Yes, 3% NaCl for hyponatremic seizures at the dose you stated.

I’m struggling to understand what you are asking here. The context of the disease matters how you correct electrolytes.

sorry I think it’s hard to effectively communicate this through typing. What I’m trying to understand is what you do after you give hypersal. For clarity let’s focus on hypovolemic hypernatremia. Say we have corrected the seizures/symptoms and our sodium raised 4-6. What’s the next step???
 
As far as the vasopressin I got that from here:

uptodate also seems to recommend ddavp or vaso while treating hyponatremia in a reversible disease (specifically from hypovolemia or hpa axis issues)
 
sorry I think it’s hard to effectively communicate this through typing. What I’m trying to understand is what you do after you give hypersal. For clarity let’s focus on hypovolemic hypernatremia. Say we have corrected the seizures/symptoms and our sodium raised 4-6. What’s the next step???
Hypernatremic hypovolemia doesn’t typically cause seizures. Use mean hyponatremia?

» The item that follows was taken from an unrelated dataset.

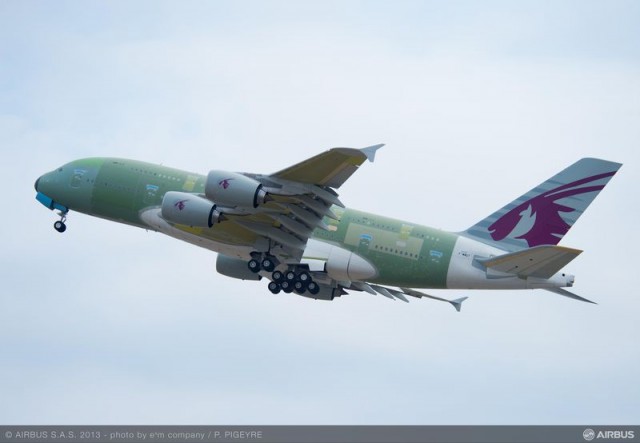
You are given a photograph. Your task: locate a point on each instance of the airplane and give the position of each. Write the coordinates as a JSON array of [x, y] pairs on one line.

If you stop the seizures, then most people will try some isotonic fluid at a rate that corrects the total free water deficit. But it doesn't really matter because whatever you calculate and so forth will be invariably wrong. The most important thing is keeping an eye on the Na+ every 2 to 4 hours depending on the severity of the Na+ imbalance and altering the rate or the Na+ content so as to not correct faster than 0.5 to 1 mEq/hr.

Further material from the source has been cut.